She hates it. Her stuffed animal is aging. The day she and her husband bought him near Trevi Fountain in Rome, the monkey’s russet fabric was taut. Its alert features exemplified the mark of craftsmanship. It never crossed her mind that the monkey would age and wrinkle, or that the cotton stuffing would shift and disintegrate.
When she leaves her condominium, she props him up with pillows and crosses his legs, mimicking the posture of a gentleman. She’s painstaking about keeping him out of the sun, away from cigarette smoke, off the floor, and free of lint.
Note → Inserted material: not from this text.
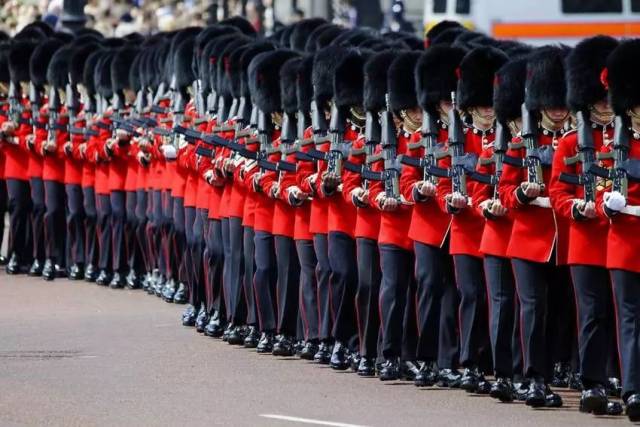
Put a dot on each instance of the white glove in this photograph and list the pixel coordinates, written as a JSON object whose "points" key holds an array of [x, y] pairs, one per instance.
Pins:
{"points": [[614, 201], [169, 151]]}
As a child she regularly visited flea markets and garage sales with her grandparents. On strangers’ lawns, she would gaze upon mountains of spoiled and forsaken stuffed animals. Each matted with toddler drool or disfigured by partially melted Jolly Ranchers. The mounds of toys reeked of fevers, sad houses, and junk food. By age six she had trained herself to avert her eyes from the piles, praying she wouldn’t gag in public.
Her husband teases her now, says she’ll have a nervous breakdown if anything were to happen to the monkey. Something is happening to the monkey, imperceptibly, day by day. His football-shaped head has begun to tilt southward; his parallel legs are hollowing out. Her devotion is consuming him, one thread at a time.